Warm up your kitchen with this irresistible Baked Winter Squash recipe, a perfect side dish for cozy nights or festive gatherings. Featuring versatile winter squash varieties like butternut, acorn, or delicata, this dish is roasted to perfection with a luscious glaze of olive oil, maple syrup, and aromatic cinnamon. Hints of fresh thyme elevate the earthy sweetness, while salt and black pepper add a gentle savory balance. The squash caramelizes beautifully, creating golden edges and tender bites that burst with flavor. Ready in just an hour, this easy, crowd-pleasing dish pairs wonderfully with roasted meats, seasonal salads, or grain bowls. Whether you're embracing fall flavors or looking for a hearty vegetarian option, this baked squash recipe hits all the right notes!
Preheat your oven to 400°F (200°C). Line a large baking sheet with parchment paper or lightly grease it.
Wash and dry the winter squash.

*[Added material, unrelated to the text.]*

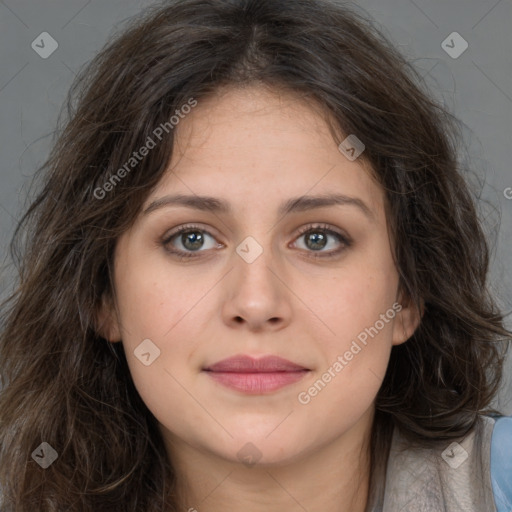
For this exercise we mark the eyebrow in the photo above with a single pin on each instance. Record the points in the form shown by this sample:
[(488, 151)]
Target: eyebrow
[(298, 204)]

Slice each squash in half lengthwise and scoop out the seeds using a spoon. If using delicata squash, you can leave the skin on. For butternut or acorn squash, you may choose to peel it if preferred.

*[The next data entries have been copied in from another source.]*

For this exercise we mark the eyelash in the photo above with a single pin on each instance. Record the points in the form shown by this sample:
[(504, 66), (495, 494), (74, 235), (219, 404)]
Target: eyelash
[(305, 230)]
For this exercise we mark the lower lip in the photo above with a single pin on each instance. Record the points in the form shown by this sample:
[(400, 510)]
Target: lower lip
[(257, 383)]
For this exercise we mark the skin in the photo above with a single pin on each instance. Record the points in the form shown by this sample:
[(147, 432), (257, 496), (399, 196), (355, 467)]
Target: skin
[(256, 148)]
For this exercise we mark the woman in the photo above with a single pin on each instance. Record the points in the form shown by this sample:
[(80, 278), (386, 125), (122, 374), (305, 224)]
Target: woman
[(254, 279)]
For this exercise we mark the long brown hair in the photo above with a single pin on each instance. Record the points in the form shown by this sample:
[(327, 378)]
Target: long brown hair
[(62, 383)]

Cut the squash into 1-inch thick slices or chunks for even cooking.
In a large mixing bowl, combine the olive oil, maple syrup, ground cinnamon, salt, and black pepper. If desired, add the fresh thyme for extra flavor.

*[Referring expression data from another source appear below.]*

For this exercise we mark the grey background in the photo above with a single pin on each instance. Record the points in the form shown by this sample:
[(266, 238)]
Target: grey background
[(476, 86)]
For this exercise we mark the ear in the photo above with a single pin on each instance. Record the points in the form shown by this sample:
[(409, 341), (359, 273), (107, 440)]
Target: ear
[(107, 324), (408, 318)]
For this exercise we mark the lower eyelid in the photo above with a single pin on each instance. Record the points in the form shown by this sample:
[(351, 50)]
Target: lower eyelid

Add the squash pieces to the bowl and toss until they are evenly coated with the mixture.
Spread the coated squash onto the prepared baking sheet in a single layer, making sure not to overcrowd them.
Bake in the preheated oven for 40-45 minutes, flipping the pieces halfway through, until the squash is tender and caramelized around the edges.
Remove from the oven and let cool for a few minutes before serving. Enjoy your baked winter squash as a side dish, salad topping, or a comforting main course!
Calories |
677 | ||
|---|---|---|---|
% Daily Value* |
|||
| Total Fat | 28.8 g | 37% | |
| Saturated Fat | 4.5 g | 22% | |
| Polyunsaturated Fat | 2.7 g | ||
| Cholesterol | 0 mg | 0% | |
| Sodium | 1215 mg | 53% | |
| Total Carbohydrate | 113.9 g | 41% | |
| Dietary Fiber | 26.6 g | 95% | |
| Total Sugars | 42.1 g | ||
| Protein | 7.1 g | 14% | |
| Vitamin D | 0.0 mcg | 0% | |
| Calcium | 344 mg | 26% | |
| Iron | 5.2 mg | 29% | |
| Potassium | 2285 mg | 49% | |
*The % Daily Value tells you how much a nutrient in a serving of food contributes to a daily diet. 2,000 calories a day is used for general nutrition advice.